Forex trading is one of the most interesting and profitable areas of investment in the world of financial markets.

It is such an interesting field that movies and episodes on TV shows have been made based on the nature of the investment method.

Some top ranking movies from Hollywood have actually used a play on the terms that are unique to forex in their titles.

Courtesy of FXPesa, we are going to break down the most interesting of these terms. First off, are you a bull or a bear?


Bulls and Bears in Forex

Bulls and bears are terms used to refer to traders as well as markets in the forex exchange platforms.

When you hear bull, you should think of raising prices while bears are the opposite, lowering prices.

A bull trader will buy to resell in future at a higher price while a bear trader sells assets to buy them cheaper in future.

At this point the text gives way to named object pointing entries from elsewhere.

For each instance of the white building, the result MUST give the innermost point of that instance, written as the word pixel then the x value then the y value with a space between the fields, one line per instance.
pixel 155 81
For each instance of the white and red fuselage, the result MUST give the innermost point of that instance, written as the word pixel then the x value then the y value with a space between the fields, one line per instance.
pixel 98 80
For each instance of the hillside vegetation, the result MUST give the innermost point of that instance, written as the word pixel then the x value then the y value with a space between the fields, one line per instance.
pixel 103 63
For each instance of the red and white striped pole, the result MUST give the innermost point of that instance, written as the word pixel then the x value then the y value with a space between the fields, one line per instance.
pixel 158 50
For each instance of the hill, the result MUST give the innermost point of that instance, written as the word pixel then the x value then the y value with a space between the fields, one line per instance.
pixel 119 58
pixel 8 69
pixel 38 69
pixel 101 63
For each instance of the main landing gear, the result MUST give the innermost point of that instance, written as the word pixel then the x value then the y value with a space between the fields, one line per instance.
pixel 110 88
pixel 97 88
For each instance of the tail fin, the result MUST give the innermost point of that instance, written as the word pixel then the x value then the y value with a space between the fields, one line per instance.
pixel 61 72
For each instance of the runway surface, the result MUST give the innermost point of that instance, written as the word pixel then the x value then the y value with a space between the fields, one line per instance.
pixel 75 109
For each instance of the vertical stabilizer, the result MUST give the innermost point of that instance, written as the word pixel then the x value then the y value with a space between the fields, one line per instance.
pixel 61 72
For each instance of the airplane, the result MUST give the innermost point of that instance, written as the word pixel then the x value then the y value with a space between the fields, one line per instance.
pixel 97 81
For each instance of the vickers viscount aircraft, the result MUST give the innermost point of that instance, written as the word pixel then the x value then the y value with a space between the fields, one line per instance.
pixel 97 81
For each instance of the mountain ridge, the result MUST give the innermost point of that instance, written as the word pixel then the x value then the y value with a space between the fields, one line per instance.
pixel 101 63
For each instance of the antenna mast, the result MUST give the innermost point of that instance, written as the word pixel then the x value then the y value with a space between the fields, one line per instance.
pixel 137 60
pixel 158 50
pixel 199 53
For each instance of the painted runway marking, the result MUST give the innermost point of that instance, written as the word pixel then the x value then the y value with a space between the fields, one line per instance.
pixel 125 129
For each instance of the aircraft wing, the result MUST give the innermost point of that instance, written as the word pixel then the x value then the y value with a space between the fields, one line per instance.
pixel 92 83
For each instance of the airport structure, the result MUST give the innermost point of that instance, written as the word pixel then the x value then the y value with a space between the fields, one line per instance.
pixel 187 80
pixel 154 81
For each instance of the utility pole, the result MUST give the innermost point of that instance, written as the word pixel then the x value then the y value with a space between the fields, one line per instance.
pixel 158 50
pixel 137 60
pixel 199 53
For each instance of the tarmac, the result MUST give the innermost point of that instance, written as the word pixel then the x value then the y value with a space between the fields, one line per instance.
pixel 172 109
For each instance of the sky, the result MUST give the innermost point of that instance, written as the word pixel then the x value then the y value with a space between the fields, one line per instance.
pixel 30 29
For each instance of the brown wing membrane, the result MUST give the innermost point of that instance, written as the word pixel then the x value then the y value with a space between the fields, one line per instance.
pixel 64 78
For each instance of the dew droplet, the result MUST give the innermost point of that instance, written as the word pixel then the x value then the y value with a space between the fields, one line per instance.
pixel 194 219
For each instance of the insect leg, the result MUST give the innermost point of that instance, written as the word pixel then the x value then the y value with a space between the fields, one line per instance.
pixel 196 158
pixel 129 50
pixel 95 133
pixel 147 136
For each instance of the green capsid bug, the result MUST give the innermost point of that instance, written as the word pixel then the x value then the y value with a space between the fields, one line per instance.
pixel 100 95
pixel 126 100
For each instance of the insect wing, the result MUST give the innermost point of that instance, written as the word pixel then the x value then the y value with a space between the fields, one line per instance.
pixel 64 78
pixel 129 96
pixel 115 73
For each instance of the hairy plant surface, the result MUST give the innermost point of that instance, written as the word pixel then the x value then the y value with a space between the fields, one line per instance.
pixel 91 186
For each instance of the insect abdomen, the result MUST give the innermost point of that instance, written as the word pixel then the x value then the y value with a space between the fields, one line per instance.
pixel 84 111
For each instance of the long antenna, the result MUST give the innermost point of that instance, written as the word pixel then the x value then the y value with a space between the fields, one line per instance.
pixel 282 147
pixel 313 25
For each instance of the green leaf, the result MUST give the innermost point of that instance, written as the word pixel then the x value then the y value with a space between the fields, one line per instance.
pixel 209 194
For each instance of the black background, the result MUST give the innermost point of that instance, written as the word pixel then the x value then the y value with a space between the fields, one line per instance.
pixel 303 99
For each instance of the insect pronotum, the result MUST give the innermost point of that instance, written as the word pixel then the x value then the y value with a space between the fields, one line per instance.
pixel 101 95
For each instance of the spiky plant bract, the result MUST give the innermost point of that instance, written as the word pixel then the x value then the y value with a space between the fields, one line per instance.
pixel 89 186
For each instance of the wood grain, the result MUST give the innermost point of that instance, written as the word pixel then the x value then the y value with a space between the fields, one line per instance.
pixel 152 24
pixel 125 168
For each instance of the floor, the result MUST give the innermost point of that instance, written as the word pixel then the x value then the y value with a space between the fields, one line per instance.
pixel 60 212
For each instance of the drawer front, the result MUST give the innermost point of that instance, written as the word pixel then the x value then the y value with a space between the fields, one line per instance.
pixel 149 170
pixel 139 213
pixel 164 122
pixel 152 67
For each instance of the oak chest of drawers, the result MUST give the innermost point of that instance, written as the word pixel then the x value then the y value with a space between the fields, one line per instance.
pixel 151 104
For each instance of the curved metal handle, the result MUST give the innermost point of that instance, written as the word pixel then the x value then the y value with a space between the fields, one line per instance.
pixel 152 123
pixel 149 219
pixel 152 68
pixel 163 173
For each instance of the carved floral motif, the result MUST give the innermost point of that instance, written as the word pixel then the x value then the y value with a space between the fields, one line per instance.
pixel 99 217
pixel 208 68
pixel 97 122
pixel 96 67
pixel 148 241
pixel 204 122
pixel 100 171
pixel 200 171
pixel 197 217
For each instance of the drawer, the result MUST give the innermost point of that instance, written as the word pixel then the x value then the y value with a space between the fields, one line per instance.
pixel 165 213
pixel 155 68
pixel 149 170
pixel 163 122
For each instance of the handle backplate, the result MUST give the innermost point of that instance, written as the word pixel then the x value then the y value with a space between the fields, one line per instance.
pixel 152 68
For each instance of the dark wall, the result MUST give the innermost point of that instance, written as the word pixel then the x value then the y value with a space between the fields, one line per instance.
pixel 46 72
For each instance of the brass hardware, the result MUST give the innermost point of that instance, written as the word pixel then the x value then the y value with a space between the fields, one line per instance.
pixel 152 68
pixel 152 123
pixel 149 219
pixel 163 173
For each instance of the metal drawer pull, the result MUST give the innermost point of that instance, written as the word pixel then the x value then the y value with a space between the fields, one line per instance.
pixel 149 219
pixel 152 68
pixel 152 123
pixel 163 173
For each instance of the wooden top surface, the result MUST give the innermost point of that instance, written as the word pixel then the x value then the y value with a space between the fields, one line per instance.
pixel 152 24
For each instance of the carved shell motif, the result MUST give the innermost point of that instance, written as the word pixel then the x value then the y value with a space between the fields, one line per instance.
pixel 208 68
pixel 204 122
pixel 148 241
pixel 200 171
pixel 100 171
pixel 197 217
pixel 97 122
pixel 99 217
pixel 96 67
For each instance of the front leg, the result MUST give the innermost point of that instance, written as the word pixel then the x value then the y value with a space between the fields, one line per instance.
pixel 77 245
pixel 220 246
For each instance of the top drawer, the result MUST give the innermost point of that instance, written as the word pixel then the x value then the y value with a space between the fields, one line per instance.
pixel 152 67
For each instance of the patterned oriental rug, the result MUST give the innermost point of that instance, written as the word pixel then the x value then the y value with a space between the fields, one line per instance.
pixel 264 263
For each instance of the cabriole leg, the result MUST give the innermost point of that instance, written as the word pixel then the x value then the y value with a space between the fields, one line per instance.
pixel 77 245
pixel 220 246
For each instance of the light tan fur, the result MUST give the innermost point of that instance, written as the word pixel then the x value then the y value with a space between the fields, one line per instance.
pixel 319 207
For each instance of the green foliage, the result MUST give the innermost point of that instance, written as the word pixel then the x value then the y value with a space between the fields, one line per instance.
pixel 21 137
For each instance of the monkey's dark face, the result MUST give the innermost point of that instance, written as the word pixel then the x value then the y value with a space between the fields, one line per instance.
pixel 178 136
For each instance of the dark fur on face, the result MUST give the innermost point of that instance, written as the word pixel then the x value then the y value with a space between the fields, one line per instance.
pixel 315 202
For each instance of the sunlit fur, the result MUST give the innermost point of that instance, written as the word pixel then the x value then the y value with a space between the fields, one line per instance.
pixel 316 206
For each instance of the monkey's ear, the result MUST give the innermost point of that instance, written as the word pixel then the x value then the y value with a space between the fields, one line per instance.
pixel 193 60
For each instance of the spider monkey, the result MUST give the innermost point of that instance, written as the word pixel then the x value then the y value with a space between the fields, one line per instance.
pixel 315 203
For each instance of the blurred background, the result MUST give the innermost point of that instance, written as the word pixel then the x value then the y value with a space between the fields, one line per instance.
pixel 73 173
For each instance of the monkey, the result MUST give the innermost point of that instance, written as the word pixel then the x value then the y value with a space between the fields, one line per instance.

When it comes to a bullish market, market conditions such as GDP and prices are rising while unemployment is declining but a market is said to be bearish when the conditions are the direct opposite.


Candlesticks, going long and going short

The major part of Forex trading is about being able to notice and track trends which helps when deciding on whether to buy or sell and candlesticks are one such tool.

A simple definition from FXPesa breaks it down as: “a type of price chart that displays the high, low, open and closing prices of a security for a specific period.”

The large block, which resembles a candlestick indicates the range between the opening and closing prices. The thin line or wick shows the highest and lowest price reached within that trading period.


Currencies are always traded in pairs - a base currency and a quote currency - so when you’re buying you are acquiring the base currency using the current price of the quote currency. Selling is acquiring the quote currency by trading the base currency.

Going long simply means buying while going short means selling.

Traders go long with hope that the base currency will rise in value and allow them to sell it back at a higher price. When going short the expectation is for the base currency to fall in value then buy it back at a lower price.